Mr. Hayes decided to learn more about horses. For the next three years, whenever he had a break from his work in Manhattan as a producer and screenwriter for television commercials, he returned to the cattle ranch.

Cowboys taught him to rope and brand. Comparing himself to Clark Gable’s aging cowboy in “The Misfits,” Mr. Hayes said he was set to go the traditional “rough, tough” route and become a horse breaker. “I was going to be real macho,” Mr. Hayes recalled.

After reading a newspaper article about a gentler way of training horses, he began to wonder what the horses felt and thought when riders climbed on their backs. Over the next few years he sought out master horsemen in Colorado and California and studied natural horsemanship, a kinder method of training and riding horses based on mutual trust and respect rather than force.

“It is not just about riding horses,” said Mr. Hayes, who once considered a career in psychiatry. “It is about communicating; it is about helping horses that have problems.” To do that, he had to understand the way horses, who are herd animals, communicate with other horses through body language and touch, he said.

Back in Manhattan, where he lived at the time, he began giving lessons in 1997 at the Chelsea Equestrian Center and worked as a trail guide at Deep Hollow Ranch in Montauk on weekends.

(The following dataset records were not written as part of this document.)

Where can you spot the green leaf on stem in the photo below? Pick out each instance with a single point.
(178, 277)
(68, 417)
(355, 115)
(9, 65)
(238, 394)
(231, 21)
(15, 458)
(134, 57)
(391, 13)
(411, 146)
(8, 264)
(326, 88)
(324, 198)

Horse owners and riders started calling him for advice. He started making barn calls and giving clinics and lessons. After his mother died in 2003, he decided to change his life, closed his film business, moved to Easthampton full time and became a self-described horse whisperer.

“Natural only means what is natural for horses, not what is natural for people,” Mr. Hayes said on a recent afternoon here, giving a clinic with his 18-year-old quarter horse, Austin the Wonderhorse, for 25 equestrians in the indoor riding barn at Knoll Farm, a horse farm that specializes in dressage. “Most people make horseback riding convenient for themselves without taking into consideration the horse.”

Mr. Hayes said a rider’s relationship with his horse should encompass love, trust and respect.

“A relationship is not just physical; it is mental and emotional,” Mr. Hayes said. “If they don’t have the three things the relationship will not work.”

Horses are natural followers, Mr. Hayes said, and seek a leader to protect them from predators.

“Horses are afraid of only one thing: getting eaten,” he said. Once horses know they are safe, he said, they are comfortable and happy.

The horse trainer also works with riders on their fears, advising them to feel secure before mounting. “It’s a little too late when you get on a horse’s back to find out they won’t stop,” he said.

Gentleness is paramount.

“A fly lands on a horse and it makes him move, right?” Mr. Hayes said, standing in the corral and making Austin turn, trot, canter and gallop at the slightest touch. “I never have to be firmer than a fly.”

Riding is the icing on the cake. “That’s true intimacy between human and horse,” Mr. Hayes said. “It’s like dancing; you want a wonderful partner that you already feel comfortable with.”

The principles of good riding are the same for English-style dressage and Western-style reining, he added.

Mr. Hayes saddled Austin without putting him in crossties. He uses a rope halter instead of a bit, making the horse move by shifting his body weight forward and back, right and left.

Horses, Mr. Hayes said, have qualities like tolerance, patience and kindness that “a lot of us, including me, lost along the way.”

“If I try to be more like a horse, not only will my relationship and my riding get better, but I am going to become a better person, too,” Mr. Hayes said.